Without focusing too much it makes me think of Lana Del Rey’s latest album. She’s become a slight obsession of mine, she was introduced to me by a close friend about 7 years ago and I’ve loved her ever since. It was a shock to me, seeing as I’m usually into soft rock, 80s music and a bit of Maddonna, she’s haunting I suppose has seen me through some less than shiny periods. In the song I’m thinking about she sings “you are the masters of your own fate, the captain of your own soul” and I remember thinking as I was listing “God that’s powerful and shit she’s right.”
I was going through a bit of a meltdown just as I went on maternity leave the last time thinking that I didn’t want to go back to my job. One of us had to go part time for the kids, and it ended up having to be me. With that in mind my job had started to suck my soul a bit and I knew with two children I wanted out more than ever. I had been doing it since longer than I remember and it had shaped me and turned me into the person I am today, though suddenly deciding that you don’t want to be that person anymore does make it a very confusing time full of blank canvases and your mind on override trying to remember who you are and what you’re actually here to do.
Looking after the children is of course number one for the foreseeable future with the kids being so young, but there does need to be a bit of dreaming on my part. Thinking back to all the aspects of what I did that I stopped enjoying, it made me realise that I have quite a lot of humility and would rather work in an industry that helps someone. In my old job, I had a lot of responsibility and a large team, sometimes on my own to manage, I stopped liking who I was turning into. Losing humility and care in return for someone to do their job well happy or not. I suppose it’s like that in any job, of course it is, but perhaps it needed a bit of both.

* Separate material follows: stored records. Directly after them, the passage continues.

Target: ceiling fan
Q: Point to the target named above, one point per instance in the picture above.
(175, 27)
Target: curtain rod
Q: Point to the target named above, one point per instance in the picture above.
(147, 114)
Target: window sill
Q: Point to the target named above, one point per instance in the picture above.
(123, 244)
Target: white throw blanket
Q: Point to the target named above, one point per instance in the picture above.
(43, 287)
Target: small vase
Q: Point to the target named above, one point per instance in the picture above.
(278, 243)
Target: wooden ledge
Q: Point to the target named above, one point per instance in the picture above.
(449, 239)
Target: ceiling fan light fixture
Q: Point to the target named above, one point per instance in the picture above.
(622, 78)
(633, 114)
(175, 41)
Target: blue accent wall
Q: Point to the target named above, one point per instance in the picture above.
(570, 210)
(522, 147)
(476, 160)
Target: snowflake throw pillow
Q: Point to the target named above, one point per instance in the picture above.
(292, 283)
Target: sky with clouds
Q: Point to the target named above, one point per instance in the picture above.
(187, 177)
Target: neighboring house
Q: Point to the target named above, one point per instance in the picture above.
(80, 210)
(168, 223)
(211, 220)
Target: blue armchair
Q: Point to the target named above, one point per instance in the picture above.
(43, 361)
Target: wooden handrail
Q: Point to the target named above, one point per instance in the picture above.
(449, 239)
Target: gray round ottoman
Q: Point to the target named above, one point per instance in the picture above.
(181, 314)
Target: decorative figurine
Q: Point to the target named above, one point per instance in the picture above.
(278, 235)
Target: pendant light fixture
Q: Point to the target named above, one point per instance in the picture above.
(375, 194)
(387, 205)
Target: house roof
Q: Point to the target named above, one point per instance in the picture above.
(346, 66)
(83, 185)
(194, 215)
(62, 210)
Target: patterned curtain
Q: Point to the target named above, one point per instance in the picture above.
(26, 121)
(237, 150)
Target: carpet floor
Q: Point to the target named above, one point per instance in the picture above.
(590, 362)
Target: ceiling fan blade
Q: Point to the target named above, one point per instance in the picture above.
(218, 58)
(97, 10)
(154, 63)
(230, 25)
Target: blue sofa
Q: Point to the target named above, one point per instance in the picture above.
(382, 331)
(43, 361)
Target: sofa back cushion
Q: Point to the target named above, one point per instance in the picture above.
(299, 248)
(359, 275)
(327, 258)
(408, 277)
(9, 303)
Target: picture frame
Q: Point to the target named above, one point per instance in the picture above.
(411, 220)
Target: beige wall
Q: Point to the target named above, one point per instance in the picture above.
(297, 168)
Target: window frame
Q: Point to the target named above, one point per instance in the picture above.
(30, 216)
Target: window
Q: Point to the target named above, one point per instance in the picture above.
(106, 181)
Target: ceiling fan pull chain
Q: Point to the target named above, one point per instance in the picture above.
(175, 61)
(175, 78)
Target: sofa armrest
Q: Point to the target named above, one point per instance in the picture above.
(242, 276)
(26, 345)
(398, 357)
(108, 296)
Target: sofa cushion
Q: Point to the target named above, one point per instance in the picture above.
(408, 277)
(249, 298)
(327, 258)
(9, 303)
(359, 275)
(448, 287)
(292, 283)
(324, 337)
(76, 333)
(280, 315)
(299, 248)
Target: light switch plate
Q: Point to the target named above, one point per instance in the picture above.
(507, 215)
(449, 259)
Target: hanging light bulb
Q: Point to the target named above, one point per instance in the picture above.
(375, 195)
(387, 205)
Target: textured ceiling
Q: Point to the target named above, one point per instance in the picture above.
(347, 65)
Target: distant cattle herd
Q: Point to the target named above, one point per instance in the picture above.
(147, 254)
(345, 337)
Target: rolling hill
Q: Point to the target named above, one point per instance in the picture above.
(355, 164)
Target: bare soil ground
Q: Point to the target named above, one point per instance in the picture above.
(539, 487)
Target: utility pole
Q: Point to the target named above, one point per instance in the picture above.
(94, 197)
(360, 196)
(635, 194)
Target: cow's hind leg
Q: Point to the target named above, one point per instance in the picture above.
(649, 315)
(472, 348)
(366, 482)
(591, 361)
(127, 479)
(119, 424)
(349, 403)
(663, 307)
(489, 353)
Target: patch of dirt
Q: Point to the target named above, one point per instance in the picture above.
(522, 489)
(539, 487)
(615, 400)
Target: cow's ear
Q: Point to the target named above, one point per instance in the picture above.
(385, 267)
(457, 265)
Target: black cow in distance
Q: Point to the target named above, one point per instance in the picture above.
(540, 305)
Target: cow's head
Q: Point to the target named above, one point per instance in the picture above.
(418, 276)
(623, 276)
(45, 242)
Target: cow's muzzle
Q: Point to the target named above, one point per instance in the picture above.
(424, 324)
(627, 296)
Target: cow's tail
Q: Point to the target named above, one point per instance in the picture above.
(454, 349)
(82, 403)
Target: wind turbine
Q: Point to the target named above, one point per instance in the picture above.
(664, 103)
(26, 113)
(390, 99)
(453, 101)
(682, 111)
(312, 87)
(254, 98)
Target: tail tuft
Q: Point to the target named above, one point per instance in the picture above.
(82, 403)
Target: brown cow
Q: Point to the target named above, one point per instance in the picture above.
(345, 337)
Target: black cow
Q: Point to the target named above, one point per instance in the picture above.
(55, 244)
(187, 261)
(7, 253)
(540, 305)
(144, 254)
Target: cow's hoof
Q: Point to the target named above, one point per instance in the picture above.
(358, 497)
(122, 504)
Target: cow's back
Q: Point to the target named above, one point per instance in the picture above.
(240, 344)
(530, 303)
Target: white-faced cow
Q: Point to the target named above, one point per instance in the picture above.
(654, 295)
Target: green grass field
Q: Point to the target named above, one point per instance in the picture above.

It doesn’t help that suddenly when you remove all that you know that you become confused. And wonder how you have created a world of confusion for yourself. Who knows where to go from here, but at the end of the day I am the artist. It’s up to me and knowing that its all for the right reasons makes it better.
Sometimes I think if you just look back you maybe knew things weren’t right for a while. I think if there’s any time to change and focus on things that might make a difference to others in a good way, there’s no time like now. Hopefully the future has some great artwork, I hope I throw some of the colours in there and I’m genuinely interested to see where the next 10 years go.